Wire Up the AI Agent

What you'll do

Register Bruin MCP in your AI coding tool so the agent can ask Bruin "how do I…?" questions
Add an AGENTS.md at the repo root that points the agent at context/assets/ and at bruin query
Verify the loop end-to-end with a real business question

Why this step matters

The context layer is half the equation. The agent also needs an interface to use it:

A way to learn how Bruin itself works (asset types, command flags) - that's what Bruin MCP gives you
A way to actually run SQL against the warehouse - that's bruin query, which uses the same connection you defined in step 2
A canonical workflow that tells the agent which of the two to use, when - that's AGENTS.md

Get all three in place and the agent stops guessing table names and starts citing the asset YAMLs you generated.

Instructions

1. Register Bruin MCP in your AI tool

Pick the tab that matches the tool you're using. Bruin MCP is stateless - register it once per machine, not per project.

Claude Code

Run this once in your terminal:

claude mcp add bruin -- bruin mcp

Restart your Claude Code session - MCP servers are loaded at session start, so the change won't apply until you open a new one.

To verify, ask Claude Code: "Use the Bruin MCP to list the available bruin commands." It should reply with a list pulled from bruin_get_overview rather than guessing.

Cursor

Open Cursor Settings (Cmd/Ctrl + ,)
Navigate to MCP & Integrations
Click Add Custom MCP
Paste:

{
  "mcpServers": {
    "bruin": {
      "command": "bruin",
      "args": ["mcp"]
    }
  }
}

Restart Cursor.

To verify, ask Cursor's chat: "Use the Bruin MCP to fetch the docs for bruin import database." It should pull the doc page via bruin_get_doc_content.

Codex

Add this to ~/.codex/config.toml:

[mcp_servers.bruin]
command = "bruin"
args = ["mcp"]

Restart Codex.

To verify, ask Codex: "Use Bruin MCP to list connection types Bruin supports." It should return the list from bruin_get_doc_content.

2. Confirm `bruin query` works as the agent will use it

Run a sanity-check query against your warehouse using the scoped config, exactly the way the agent will:

bruin query \
  --config-file context/.bruin.yml \
  --connection contoso_dbt_bq \
  --query "SELECT category_name, SUM(revenue_usd) AS rev
           FROM \`bruin-playground-arsalan.contoso_dbt_reports.rpt_revenue_by_segment\`
           WHERE year = 2024
           GROUP BY 1
           ORDER BY rev DESC
           LIMIT 10"

You should get a small result table back. Because the connection uses Application Default Credentials, no keyfiles change hands - the agent runs SQL as your gcloud auth application-default login identity.

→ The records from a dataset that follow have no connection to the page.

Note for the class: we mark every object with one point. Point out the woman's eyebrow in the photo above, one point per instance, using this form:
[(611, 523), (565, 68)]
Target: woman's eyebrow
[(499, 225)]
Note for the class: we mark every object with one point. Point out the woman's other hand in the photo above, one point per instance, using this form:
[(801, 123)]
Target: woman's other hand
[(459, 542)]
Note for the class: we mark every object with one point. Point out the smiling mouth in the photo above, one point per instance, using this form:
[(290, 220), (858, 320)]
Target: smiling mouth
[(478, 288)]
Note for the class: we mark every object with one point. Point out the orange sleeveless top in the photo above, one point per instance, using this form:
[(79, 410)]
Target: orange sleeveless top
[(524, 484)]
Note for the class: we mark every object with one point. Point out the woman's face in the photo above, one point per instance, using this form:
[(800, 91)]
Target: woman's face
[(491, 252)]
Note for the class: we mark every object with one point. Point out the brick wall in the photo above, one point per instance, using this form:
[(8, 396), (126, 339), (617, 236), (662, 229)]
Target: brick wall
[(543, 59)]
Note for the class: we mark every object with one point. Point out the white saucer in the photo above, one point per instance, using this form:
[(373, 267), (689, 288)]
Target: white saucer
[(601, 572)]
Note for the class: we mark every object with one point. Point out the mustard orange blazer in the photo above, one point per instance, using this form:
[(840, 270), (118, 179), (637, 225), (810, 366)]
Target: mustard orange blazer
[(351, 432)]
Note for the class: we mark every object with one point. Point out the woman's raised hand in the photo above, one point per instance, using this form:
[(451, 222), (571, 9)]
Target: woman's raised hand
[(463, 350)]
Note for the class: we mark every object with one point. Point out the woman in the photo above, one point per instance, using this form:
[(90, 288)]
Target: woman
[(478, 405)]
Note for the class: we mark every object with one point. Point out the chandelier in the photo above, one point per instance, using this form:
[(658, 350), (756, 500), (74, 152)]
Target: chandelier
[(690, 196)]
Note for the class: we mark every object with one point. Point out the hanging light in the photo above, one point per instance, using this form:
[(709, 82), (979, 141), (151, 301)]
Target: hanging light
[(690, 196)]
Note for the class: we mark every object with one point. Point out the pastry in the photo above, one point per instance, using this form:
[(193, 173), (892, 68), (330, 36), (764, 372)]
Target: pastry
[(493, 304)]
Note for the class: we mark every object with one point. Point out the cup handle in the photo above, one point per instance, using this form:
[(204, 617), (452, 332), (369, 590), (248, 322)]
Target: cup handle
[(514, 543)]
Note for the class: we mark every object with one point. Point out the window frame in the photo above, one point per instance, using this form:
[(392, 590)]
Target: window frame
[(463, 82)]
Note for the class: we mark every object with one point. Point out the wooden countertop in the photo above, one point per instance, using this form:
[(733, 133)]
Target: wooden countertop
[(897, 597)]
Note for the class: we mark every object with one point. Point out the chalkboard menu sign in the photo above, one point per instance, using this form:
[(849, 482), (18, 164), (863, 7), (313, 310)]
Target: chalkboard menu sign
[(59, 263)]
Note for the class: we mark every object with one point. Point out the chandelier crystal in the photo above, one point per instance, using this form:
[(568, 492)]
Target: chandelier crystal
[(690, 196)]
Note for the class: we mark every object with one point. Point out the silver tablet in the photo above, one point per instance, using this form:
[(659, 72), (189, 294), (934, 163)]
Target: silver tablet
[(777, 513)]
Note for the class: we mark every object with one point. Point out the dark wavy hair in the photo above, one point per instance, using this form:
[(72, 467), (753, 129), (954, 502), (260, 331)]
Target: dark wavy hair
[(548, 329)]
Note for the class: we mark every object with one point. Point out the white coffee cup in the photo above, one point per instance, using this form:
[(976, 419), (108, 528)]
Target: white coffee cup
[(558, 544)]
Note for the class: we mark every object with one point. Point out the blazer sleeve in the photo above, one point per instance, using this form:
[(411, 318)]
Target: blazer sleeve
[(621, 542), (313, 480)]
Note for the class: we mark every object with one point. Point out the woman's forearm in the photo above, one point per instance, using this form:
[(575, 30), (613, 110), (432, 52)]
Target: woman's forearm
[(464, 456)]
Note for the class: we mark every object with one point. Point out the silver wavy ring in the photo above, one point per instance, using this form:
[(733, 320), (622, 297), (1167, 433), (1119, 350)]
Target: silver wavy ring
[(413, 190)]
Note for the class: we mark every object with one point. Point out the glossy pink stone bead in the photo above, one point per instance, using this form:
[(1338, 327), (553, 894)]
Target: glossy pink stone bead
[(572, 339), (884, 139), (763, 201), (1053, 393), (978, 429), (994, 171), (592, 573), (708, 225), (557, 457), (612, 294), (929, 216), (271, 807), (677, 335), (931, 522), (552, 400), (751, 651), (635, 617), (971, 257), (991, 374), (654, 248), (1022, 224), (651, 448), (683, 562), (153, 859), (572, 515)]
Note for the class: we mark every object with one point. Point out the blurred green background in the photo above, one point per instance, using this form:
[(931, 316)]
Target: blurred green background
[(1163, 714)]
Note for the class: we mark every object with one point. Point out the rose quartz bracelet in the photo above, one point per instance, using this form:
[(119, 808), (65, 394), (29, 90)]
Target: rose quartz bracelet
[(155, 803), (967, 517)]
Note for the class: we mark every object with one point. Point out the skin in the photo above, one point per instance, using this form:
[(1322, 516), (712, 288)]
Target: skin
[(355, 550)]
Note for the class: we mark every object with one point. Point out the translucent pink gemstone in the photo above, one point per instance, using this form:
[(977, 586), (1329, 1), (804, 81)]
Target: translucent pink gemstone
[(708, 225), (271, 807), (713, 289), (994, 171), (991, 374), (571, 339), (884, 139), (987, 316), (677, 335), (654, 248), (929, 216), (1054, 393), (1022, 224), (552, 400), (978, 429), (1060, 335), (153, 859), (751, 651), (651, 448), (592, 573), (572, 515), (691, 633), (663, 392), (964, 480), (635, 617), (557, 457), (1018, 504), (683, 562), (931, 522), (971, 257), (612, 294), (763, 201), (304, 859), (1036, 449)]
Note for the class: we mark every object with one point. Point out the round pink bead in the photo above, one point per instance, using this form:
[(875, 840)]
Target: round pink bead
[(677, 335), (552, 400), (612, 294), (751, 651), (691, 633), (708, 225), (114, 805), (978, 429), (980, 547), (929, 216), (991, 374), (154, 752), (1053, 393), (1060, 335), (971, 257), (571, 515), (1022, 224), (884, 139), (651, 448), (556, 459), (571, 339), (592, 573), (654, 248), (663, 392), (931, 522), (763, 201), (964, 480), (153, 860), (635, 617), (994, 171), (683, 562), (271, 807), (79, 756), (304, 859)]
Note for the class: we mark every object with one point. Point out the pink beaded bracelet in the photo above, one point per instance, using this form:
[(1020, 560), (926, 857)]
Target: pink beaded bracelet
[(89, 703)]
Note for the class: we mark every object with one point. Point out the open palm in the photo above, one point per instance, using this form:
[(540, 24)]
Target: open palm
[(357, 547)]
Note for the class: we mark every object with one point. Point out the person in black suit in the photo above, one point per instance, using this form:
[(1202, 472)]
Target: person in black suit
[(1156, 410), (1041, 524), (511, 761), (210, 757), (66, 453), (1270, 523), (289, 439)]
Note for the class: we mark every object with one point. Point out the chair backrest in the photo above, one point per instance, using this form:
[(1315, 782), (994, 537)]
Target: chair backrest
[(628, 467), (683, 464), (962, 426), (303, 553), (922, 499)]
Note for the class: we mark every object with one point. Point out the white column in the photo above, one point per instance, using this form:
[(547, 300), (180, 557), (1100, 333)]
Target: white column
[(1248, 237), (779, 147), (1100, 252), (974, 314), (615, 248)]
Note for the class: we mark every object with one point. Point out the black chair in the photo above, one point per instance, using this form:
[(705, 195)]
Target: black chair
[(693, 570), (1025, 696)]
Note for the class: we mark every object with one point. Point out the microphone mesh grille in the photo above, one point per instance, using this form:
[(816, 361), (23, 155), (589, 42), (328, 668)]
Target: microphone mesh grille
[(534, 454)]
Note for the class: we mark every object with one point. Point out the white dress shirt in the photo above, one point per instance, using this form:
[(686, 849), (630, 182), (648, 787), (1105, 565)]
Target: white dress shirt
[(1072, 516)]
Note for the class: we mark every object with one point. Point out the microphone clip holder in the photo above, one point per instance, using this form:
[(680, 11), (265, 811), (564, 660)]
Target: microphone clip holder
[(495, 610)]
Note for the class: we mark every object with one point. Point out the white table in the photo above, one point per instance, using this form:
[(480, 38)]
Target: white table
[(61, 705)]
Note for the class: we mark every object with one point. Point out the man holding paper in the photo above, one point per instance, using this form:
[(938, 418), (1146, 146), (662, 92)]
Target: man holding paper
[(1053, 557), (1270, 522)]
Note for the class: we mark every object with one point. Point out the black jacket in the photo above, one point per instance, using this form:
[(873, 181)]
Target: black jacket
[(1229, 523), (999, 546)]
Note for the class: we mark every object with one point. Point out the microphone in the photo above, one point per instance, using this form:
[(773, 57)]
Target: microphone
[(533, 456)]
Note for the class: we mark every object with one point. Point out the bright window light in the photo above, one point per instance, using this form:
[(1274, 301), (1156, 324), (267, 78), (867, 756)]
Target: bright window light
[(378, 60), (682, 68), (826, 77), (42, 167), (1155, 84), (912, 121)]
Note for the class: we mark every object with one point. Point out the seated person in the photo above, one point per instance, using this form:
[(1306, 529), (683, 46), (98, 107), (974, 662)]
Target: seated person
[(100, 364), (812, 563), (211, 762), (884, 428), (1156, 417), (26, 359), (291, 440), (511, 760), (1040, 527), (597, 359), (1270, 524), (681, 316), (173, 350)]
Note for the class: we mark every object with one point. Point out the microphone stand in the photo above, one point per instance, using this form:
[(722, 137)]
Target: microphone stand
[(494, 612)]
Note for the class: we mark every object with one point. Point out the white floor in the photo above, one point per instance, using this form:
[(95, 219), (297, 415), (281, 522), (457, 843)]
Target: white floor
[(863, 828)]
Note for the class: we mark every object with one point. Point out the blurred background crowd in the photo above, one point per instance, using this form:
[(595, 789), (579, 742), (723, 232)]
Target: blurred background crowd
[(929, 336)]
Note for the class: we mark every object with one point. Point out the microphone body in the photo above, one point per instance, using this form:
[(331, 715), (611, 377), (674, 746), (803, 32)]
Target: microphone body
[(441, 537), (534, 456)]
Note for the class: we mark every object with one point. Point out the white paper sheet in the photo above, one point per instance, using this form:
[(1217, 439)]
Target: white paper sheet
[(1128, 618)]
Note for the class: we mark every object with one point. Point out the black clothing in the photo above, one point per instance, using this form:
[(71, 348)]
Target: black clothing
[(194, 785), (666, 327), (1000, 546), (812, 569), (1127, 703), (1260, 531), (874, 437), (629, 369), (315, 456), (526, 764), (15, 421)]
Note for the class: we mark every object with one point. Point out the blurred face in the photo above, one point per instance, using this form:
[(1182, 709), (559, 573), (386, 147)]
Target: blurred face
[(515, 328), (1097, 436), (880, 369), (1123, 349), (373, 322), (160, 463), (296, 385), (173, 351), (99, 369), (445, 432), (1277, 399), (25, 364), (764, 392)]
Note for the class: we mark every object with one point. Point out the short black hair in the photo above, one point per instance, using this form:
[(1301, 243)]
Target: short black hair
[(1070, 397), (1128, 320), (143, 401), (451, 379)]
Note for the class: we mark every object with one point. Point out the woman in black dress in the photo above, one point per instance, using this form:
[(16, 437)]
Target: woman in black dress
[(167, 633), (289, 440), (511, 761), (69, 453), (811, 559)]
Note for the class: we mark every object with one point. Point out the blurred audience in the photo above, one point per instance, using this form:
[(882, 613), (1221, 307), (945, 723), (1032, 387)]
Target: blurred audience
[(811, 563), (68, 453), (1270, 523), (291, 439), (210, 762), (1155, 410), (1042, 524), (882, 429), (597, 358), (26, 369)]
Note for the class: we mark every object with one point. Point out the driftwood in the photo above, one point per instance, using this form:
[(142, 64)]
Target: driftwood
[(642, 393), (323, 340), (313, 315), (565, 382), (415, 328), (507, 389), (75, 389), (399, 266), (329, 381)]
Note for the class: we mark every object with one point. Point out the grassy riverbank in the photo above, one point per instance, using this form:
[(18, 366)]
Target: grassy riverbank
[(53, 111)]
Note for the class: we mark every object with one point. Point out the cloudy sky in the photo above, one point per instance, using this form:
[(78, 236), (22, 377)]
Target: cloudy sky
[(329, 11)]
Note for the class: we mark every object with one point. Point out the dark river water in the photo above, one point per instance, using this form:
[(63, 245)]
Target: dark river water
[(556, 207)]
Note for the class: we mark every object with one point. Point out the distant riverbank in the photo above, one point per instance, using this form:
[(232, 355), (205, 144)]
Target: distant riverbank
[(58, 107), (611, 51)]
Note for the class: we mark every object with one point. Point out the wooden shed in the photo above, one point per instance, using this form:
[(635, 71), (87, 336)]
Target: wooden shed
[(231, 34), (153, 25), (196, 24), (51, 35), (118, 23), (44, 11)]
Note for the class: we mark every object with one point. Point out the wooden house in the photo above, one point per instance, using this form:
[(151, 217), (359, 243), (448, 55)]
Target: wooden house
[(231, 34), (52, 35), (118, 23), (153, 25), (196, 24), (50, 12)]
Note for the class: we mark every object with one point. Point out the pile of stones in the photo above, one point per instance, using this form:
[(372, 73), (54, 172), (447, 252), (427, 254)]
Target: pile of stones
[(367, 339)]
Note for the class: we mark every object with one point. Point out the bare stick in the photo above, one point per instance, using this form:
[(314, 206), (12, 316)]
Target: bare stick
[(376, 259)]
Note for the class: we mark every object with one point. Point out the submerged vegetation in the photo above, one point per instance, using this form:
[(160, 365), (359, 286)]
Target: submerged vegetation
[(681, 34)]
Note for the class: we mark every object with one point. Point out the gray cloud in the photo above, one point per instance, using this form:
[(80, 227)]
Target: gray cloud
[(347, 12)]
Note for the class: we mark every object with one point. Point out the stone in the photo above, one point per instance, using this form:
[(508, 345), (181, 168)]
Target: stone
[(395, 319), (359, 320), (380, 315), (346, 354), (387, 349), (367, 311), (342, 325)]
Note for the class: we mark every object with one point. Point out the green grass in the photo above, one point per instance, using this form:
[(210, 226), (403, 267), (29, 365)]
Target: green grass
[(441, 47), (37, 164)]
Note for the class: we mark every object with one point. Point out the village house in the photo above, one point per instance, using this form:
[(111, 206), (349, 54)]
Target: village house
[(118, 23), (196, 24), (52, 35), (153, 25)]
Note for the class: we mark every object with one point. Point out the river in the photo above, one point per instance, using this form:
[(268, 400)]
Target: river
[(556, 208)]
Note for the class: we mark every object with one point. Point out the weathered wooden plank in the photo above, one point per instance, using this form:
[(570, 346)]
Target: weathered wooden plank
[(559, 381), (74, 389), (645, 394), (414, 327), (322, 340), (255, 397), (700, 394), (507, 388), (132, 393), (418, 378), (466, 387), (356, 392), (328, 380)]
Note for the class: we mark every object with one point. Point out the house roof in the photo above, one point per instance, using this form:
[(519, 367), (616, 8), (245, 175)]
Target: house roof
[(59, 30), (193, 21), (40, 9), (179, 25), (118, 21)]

3. Add an `AGENTS.md` at the repo root

Create AGENTS.md next to dbt_project.yml (the repo root, not inside context/). AI coding tools auto-load this file at session start, so it's the canonical place for "how to use this project". Adapt the paths and connection name to your setup:

# AGENTS.md

This repo contains a dbt project plus a Bruin context layer documenting the
warehouse it builds. Use this guide before reading code or running queries.

## Canonical workflow

1. **Read context first.** Before querying, open the relevant
   `context/assets/<schema>/<table>.asset.yml`. It has the description, grain,
   column docs, and quality checks for that table - written from real samples.
2. **Use Bruin MCP for tooling questions.** Anything like "how does
   `bruin import` work?" or "what asset types exist?" - call the MCP server,
   don't guess from training data.
3. **Use `bruin query` for SQL.** Always pass `--config-file context/.bruin.yml`
   so the scoped connection is used.
4. **Cite the asset(s) you read.** When answering, reference the
   `context/assets/...asset.yml` files you used.

## Data access

- Connection name: `contoso_dbt_bq`
- Auth: Application Default Credentials (inherits `gcloud auth application-default login`)
- This is **read-only.** Never INSERT, UPDATE, DELETE, MERGE, or DROP.
- Always show the SQL before executing it.
- Use `LIMIT 100` (or smaller) when exploring an unfamiliar table.

## Layout

- `models/` - dbt models. Don't run `dbt` for analysis questions; the
  warehouse is already built. Read these only when asked about transformation logic.
- `context/assets/contoso_dbt_raw/` - raw dlt-loaded tables (lowest level).
- `context/assets/contoso_dbt_staging/` - `stg_*` cleaned/typed views.
- `context/assets/contoso_dbt_reports/` - `rpt_*` mart-level reports.
  Prefer these for business questions; staging is for ad-hoc deep dives.

## Things to avoid

- **Don't hand-edit `context/assets/*.asset.yml`.** They're regenerated by
  `generate_context.sh`. Improve descriptions in the dbt model's `schema.yml`
  upstream and re-run the generator.
- **Don't mix configs across pipelines.** This project's connection lives in
  `context/.bruin.yml`; other Bruin pipelines in the repo have their own.
  Always use `--config-file`.
- **Don't trust row counts in descriptions.** They're snapshot-time and may
  be stale. If a question hinges on exact size, run `SELECT COUNT(*)` yourself.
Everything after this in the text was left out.